In its answer and memorandum of law filed on behalf of Timmons, Legal Aid argues further that because this is a potential capital prosecution, heightened standards of review justify the granting of a motion for preindictment discovery to ensure evidentiary reliability. While certainly the potential imposition of a sentence of death is a matter of utmost concern, the Legislature has not recognized a special need for preindictment discovery in capital cases and such a right may not be judicially created (see, People v. Cajigas, 174 Misc.2d 472, 665 N.Y.S.2d 789; People v. Shulman, 172 Misc.2d 535, supra, at 541, 658 N.Y.S.2d 794; People v. Rodriguez, 168 Misc.2d 219, 647 N.Y.S.2d 350). There simply is no heightened right to preindictment discovery in capital cases (Matter of Hynes v. Hall, 240 A.D.2d 746, 660 N.Y.S.2d 1001, supra; Matter of Pirro v. LaCava, supra; People v. Shulman, 172 Misc.2d 535, 658 N.Y.S.2d 794, supra; People v. Williamson, 172 Misc.2d 172, 657 N.Y.S.2d 318, supra; People v. Prater, 170 Misc.2d 327, 648 N.Y.S.2d 228, supra; People v. Bastien, 170 Misc.2d 103, 649 N.Y.S.2d 979, supra; People v. Hale, 167 Misc.2d 872, 638 N.Y.S.2d 886, supra). Moreover, insofar as there is no general constitutional right to discovery in a criminal case, the instant preindictment discovery order may not be premised upon notions of due process (see, Matter of Miller v. Schwartz, 72 N.Y.2d 869, supra, at 870, 532 N.Y.S.2d 354, 528 N.E.2d 507).

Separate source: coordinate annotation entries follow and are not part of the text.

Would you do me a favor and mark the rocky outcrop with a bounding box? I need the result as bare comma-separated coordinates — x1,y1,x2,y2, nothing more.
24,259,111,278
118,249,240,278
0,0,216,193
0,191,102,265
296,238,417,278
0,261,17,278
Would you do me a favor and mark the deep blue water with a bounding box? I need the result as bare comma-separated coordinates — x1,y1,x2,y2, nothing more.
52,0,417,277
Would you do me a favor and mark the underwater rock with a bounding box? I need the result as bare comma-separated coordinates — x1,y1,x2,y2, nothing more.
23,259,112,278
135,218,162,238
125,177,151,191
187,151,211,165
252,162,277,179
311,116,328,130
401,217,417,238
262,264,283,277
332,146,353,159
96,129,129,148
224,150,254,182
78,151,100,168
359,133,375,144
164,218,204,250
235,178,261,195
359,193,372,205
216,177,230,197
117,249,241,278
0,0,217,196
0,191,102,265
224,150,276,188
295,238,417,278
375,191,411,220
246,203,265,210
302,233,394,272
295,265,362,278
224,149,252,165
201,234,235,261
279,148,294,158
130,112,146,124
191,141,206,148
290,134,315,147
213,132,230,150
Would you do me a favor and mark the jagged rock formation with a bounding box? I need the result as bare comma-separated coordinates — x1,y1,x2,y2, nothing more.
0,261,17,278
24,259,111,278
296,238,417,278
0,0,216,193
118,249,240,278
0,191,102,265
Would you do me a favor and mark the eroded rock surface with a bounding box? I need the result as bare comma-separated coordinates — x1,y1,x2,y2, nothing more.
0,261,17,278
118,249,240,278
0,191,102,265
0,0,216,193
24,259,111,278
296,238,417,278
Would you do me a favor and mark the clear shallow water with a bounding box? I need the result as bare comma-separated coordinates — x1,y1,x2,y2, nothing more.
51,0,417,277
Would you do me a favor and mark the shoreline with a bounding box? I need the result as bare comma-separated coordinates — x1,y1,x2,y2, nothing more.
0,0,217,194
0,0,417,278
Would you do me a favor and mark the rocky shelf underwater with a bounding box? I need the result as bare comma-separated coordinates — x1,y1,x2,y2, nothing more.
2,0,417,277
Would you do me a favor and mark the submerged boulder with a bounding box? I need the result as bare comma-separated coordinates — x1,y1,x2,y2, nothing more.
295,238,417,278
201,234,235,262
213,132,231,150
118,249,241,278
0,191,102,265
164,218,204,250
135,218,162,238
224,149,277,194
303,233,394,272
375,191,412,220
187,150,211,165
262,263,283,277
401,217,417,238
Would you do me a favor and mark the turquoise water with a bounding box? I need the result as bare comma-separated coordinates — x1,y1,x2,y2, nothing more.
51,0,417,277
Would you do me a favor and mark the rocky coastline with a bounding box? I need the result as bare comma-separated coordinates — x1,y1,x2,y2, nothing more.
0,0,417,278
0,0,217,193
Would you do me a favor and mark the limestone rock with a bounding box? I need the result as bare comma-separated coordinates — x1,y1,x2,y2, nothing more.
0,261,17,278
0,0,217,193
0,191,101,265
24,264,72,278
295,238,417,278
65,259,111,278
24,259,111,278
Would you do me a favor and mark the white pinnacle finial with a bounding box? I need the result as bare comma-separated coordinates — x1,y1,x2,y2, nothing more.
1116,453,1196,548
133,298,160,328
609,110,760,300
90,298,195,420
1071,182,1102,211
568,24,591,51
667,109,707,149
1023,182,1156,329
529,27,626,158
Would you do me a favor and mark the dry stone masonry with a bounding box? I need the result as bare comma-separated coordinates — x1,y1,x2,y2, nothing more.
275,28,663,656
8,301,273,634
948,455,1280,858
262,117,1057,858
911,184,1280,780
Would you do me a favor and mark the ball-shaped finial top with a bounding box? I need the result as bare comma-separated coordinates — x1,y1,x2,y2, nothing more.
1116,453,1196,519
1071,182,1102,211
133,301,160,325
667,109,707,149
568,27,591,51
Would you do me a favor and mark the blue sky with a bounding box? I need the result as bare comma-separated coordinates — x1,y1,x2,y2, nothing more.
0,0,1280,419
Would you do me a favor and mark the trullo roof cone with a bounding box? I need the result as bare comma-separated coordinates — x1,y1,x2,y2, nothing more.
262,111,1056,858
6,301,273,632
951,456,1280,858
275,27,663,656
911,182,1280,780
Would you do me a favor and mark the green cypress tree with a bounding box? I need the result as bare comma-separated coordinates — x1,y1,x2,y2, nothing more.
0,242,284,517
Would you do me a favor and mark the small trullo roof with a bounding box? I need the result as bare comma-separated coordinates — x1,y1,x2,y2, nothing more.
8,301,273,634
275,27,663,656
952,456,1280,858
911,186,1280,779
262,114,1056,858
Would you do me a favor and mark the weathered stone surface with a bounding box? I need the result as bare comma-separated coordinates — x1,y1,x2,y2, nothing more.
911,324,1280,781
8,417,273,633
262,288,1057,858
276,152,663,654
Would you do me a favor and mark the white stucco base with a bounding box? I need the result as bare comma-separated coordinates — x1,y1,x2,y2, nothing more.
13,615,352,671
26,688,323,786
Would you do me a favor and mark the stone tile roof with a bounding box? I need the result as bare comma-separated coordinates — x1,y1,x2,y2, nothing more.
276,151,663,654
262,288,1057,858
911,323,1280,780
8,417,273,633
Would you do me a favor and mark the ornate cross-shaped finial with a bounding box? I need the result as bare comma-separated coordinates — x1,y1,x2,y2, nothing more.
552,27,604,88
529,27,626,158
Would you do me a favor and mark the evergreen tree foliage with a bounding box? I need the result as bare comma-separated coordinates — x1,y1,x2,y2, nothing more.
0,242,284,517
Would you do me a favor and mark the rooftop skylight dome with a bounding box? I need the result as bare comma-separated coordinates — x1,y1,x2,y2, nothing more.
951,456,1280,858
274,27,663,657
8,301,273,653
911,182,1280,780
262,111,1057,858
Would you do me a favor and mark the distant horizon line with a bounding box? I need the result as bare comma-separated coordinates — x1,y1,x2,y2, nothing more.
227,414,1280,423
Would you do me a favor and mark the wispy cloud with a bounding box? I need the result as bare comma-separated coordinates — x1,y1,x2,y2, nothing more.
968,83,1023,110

Accordingly, in the complete absence of any authority supporting the court's preindictment discovery order, and in the exercise of our discretion based upon the facts and circumstances of this case, the petition is granted and enforcement of the order of the Supreme Court, Queens County, dated July 11, 1997, is prohibited.
ADJUDGED that the petition is granted, without costs or disbursements, and the enforcement of the order of the Supreme Court, Queens County, dated July 11, 1997, is prohibited.
MANGANO, P.J., and PIZZUTO and KRAUSMAN, JJ., concur.